There are disturbing reports that some traders are arbitrarily increasing prices in the guise of new tax measures.
The price of cooking gas, for instance, has shot up and traders are blaming it on the introduction of 16 per cent VAT.
Some traders have increased the price of 12kg LPG from Sh2,000 to Sh2,500. This is an increase of 25 per cent, not 16 per cent!
It is clear that such traders are taking advantage of the hiked taxes to rake in more profits. Needless to say, such business people are making the lives of Kenyans, most of whom cannot afford to put food on the table on a daily basis, even more miserable.
This is rigging the market and government should go after the culprits. Kenya has enjoyed the fruits of free enterprise and private ownership of property.
A religious adherence to the market economy is what makes Kenya a hotbed of entrepreneurship. Our economy is vibrant because everyone is free to do business as long as it is within the law.
But like many other liberal democracies, we are also racking our heads on how to trim the sharp edges of capitalism. For example, in as much as prices of basic commodities are not controlled, those of petroleum products are capped.

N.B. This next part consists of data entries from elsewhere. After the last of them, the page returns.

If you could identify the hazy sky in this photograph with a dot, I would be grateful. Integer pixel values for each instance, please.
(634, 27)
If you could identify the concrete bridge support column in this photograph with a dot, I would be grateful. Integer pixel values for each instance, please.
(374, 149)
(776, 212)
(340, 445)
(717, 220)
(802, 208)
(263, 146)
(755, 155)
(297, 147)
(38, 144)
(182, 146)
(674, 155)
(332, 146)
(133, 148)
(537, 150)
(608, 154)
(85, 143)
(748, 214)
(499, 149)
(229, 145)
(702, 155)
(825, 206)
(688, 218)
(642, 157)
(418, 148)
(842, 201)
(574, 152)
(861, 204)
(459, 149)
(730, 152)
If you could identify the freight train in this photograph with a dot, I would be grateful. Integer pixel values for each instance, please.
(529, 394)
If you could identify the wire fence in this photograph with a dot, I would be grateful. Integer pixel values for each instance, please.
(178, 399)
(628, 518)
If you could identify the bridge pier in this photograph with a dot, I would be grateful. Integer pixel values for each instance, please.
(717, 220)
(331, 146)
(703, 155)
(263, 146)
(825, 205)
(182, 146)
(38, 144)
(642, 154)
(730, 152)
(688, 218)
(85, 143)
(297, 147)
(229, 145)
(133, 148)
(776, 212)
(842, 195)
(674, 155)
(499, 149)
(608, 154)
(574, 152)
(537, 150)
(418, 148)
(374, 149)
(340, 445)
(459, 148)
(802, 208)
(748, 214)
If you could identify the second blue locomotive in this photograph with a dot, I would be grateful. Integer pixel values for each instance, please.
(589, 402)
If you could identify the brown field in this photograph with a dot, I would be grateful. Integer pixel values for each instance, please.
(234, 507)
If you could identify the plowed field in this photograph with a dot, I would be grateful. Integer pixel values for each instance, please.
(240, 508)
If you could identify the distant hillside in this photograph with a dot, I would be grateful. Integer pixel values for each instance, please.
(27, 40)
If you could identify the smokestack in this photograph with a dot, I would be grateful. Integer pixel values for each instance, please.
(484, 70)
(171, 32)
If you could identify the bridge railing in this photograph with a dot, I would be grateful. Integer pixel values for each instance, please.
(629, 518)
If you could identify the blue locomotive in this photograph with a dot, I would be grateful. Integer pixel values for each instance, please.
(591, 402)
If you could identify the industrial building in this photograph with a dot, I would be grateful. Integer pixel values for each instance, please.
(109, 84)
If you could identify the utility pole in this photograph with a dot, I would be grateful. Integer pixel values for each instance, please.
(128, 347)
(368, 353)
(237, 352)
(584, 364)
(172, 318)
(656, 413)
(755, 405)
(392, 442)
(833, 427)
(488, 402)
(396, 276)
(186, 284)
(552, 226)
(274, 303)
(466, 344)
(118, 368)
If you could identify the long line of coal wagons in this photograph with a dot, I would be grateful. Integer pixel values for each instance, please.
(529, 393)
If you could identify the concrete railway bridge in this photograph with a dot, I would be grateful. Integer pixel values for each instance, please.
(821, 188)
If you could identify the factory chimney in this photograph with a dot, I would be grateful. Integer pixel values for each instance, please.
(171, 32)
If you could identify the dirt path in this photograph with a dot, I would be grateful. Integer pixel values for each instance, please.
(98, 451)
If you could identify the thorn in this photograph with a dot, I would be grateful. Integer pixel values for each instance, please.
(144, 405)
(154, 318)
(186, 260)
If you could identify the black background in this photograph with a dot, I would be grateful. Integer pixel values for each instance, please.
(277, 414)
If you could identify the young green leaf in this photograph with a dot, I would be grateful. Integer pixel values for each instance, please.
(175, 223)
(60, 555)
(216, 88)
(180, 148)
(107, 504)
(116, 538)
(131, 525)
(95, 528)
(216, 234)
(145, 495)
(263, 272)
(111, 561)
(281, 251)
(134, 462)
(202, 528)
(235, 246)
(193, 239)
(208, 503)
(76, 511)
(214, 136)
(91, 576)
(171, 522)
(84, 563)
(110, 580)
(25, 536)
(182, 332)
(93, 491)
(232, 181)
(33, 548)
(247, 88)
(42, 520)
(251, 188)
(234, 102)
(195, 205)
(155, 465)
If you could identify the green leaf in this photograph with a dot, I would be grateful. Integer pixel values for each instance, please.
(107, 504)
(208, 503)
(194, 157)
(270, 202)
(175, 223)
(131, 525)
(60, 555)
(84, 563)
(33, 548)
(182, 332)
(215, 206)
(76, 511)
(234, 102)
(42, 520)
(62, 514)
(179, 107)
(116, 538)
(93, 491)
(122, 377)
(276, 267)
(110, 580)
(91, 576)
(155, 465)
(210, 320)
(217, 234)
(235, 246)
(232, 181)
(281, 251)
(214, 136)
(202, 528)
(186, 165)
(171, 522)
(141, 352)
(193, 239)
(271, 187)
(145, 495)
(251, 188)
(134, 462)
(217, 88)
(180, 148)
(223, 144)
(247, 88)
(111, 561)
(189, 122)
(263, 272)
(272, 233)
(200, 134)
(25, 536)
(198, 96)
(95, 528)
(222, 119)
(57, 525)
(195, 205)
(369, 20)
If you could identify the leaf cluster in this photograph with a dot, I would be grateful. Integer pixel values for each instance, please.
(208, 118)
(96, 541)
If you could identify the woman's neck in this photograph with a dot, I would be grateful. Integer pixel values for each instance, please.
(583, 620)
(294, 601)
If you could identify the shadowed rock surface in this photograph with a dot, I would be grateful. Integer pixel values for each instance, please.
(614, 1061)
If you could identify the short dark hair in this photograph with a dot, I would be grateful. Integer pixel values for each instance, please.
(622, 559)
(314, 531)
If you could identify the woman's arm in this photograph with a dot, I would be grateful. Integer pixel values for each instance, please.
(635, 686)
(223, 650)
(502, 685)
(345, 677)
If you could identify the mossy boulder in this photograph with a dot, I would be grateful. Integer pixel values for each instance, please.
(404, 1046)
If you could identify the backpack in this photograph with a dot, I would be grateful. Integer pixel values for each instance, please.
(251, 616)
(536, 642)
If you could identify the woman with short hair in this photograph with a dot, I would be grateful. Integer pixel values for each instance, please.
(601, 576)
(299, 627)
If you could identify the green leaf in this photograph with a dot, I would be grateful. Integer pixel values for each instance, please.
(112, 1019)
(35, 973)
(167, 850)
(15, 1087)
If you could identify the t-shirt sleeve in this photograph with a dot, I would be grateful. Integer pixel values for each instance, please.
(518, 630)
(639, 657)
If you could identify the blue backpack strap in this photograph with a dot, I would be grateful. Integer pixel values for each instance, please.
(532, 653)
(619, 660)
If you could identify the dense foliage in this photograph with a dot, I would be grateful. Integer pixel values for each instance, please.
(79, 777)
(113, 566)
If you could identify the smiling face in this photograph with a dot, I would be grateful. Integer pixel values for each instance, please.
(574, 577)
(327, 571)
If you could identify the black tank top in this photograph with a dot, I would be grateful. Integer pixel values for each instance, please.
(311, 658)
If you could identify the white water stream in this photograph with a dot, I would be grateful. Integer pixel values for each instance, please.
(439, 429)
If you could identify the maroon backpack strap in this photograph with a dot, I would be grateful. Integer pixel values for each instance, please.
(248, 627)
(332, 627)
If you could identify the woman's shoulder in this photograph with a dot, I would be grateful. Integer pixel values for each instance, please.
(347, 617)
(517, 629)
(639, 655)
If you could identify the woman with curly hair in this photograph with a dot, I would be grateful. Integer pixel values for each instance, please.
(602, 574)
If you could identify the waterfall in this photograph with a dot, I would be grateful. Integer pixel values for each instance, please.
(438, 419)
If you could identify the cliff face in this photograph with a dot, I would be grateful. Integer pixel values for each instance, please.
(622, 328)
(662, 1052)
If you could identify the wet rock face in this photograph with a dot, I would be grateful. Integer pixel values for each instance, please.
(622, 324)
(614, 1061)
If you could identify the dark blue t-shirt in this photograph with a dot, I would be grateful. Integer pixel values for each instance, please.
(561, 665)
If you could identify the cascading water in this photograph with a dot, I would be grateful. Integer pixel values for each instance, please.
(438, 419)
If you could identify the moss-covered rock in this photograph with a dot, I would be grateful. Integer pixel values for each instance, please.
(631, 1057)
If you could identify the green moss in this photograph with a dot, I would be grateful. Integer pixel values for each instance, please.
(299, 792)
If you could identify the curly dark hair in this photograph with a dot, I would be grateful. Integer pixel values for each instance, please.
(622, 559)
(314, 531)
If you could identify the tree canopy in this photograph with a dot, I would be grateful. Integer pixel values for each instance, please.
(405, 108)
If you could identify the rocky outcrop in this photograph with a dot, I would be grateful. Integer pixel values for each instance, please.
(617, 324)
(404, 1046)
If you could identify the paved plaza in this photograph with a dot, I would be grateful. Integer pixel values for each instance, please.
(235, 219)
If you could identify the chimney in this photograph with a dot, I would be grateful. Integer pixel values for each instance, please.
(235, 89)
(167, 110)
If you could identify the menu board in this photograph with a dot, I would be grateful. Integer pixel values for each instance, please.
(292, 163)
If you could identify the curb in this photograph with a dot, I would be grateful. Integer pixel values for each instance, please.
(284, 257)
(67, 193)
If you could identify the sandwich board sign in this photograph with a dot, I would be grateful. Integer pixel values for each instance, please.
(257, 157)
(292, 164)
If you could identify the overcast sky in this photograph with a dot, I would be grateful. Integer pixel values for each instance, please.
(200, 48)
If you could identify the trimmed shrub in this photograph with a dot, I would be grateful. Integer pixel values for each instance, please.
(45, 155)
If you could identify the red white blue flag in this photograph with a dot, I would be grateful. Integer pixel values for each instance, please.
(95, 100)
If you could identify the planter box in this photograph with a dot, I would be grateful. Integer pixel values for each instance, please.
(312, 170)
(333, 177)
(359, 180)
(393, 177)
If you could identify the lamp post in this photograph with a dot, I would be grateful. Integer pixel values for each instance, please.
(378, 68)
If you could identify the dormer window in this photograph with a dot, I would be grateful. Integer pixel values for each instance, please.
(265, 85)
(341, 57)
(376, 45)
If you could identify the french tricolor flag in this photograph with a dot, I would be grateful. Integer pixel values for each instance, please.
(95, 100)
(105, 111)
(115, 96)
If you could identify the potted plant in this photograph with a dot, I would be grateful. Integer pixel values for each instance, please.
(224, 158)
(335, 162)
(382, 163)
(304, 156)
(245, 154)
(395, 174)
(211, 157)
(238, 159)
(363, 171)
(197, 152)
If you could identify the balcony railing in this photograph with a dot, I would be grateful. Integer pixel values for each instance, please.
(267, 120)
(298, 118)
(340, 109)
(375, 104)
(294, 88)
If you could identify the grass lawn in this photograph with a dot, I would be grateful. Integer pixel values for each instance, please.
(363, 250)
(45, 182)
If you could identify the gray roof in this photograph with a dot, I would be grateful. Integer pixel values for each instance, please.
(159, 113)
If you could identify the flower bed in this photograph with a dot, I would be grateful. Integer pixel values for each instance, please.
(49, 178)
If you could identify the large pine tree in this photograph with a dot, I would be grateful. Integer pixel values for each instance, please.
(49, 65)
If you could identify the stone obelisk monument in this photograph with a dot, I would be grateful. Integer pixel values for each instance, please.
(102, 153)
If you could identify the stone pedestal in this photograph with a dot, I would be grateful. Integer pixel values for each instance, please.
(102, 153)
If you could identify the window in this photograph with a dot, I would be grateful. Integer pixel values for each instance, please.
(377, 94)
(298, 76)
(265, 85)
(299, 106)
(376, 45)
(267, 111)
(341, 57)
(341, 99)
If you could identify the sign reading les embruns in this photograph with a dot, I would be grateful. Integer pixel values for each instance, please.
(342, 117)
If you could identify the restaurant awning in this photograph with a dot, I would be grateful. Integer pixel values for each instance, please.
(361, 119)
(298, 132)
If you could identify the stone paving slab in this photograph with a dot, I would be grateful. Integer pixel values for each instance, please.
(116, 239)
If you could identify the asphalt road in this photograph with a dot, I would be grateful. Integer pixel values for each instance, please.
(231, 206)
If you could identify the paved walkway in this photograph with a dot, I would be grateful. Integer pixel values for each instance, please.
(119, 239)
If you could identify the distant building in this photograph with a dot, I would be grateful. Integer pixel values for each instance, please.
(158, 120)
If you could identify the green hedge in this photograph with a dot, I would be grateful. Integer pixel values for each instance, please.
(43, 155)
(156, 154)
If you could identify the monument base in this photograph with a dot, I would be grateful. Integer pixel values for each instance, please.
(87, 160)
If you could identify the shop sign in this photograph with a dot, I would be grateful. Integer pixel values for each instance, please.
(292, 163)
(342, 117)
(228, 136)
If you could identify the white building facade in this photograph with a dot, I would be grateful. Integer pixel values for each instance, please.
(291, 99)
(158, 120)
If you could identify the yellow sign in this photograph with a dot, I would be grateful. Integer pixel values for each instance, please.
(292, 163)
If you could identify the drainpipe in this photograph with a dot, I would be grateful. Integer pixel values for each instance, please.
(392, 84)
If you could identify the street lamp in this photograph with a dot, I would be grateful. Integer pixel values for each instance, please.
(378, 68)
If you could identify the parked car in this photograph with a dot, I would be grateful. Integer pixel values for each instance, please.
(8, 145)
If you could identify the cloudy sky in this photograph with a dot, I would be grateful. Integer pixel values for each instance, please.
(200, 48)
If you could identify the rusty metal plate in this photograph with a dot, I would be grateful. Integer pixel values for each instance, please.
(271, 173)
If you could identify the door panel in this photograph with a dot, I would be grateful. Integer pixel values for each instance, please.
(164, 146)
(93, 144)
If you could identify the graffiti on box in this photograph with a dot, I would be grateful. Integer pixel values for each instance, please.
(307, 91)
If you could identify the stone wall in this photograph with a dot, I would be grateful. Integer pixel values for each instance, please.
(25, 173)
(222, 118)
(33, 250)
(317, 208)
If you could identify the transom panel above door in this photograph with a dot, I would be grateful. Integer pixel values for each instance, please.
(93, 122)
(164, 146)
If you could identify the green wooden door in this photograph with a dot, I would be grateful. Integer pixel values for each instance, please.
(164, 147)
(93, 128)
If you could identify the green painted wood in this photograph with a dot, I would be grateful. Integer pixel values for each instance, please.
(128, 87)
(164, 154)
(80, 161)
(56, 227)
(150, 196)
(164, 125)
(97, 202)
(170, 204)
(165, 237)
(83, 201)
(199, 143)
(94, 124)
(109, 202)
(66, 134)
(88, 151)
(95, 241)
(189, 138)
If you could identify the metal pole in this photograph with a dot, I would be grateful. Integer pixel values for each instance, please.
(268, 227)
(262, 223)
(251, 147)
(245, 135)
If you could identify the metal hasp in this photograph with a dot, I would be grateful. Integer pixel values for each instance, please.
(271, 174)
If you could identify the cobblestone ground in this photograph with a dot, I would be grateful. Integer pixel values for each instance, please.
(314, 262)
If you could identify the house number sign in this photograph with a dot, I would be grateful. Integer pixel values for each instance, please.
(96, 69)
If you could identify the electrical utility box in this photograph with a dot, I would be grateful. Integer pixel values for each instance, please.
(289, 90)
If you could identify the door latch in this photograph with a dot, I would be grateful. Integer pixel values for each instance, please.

After a long period in which Kenyans’ exhortations for banks to bring down the cost of credit landed on deaf ears, lawmakers were forced to cap the price of money, a move that, though counterproductive, spoke of Kenyans’ frustrations with what they thought was pure kleptocracy.
Unbridled capitalism can result in unintended consequences such as poverty. While ours is a free market, with competition expected to push prices down towards an equilibrium, that does not always happen.
At such times, the government should intervene to bring the market back to sanity. It must crack the whip on traders exploiting poor Kenyans.